Emmanuel Marie Louis de Noailles, Marquis of Noailles (12 December 1743 – September 1822) was a French diplomat.

==Early life==
Noailles was born in Paris on 12 December 1743. He was the second son of Louis de Noailles, 4th Duke of Noailles and Catherine Françoise Charlotte de Cossé-Brissac. His siblings included Jean de Noailles, 5th Duke of Noailles, Adrienne Catherine de Noailles (who married René de Froulay, Count of Tessé, Marquis de Lavardin, a grandson of René de Froulay de Tessé), and Philippine Louise de Noailles.

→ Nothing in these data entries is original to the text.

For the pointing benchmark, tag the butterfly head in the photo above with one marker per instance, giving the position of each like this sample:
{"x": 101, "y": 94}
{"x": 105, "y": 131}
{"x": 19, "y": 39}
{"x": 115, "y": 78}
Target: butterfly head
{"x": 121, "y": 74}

His paternal grandparents were Adrien Maurice de Noailles, 3rd Duke of Noailles and Françoise Charlotte d'Aubigné. His maternal grandparents were Charles Timoléon Louis de Cossé, 6th Duke of Brissac and Catherine Madeleine Pecoil.

==Career==
He served as ambassador to Hamburg from 1768 to 1770, to Amsterdam from 1770 to 1776, to London 1776–1783, and to Vienna 1783–1792. Lafayette visited him, in 1776, before embarking for America, as he promised. In Vienna, he also knew Gluck and Mozart.

==Personal life==
Noailles was married to Charlotte Françoise de Hallencourt de Dromesnil (1745–1806), daughter of the Marquis de Dromesnil. Together, they were the parents of:

- Louis Jules César de Noailles, Marquis de Noailles (b. 1773), who married Pauline Laurette Le Couteulx du Molay, a daughter of Jacques Jean Le Couteulx, Seigneur du Molay.
- Achille Charles Victor de Noailles (1779–1837), who married Rose de Suc de Saint-Affrique.

Noailles died in September 1822. As his elder brother, the 5th Duke, died without male issue in 1824, the dukedom passed to Emmanuel's grandson, 22 year-old Paul de Noailles, who became the 6th Duke of Noailles.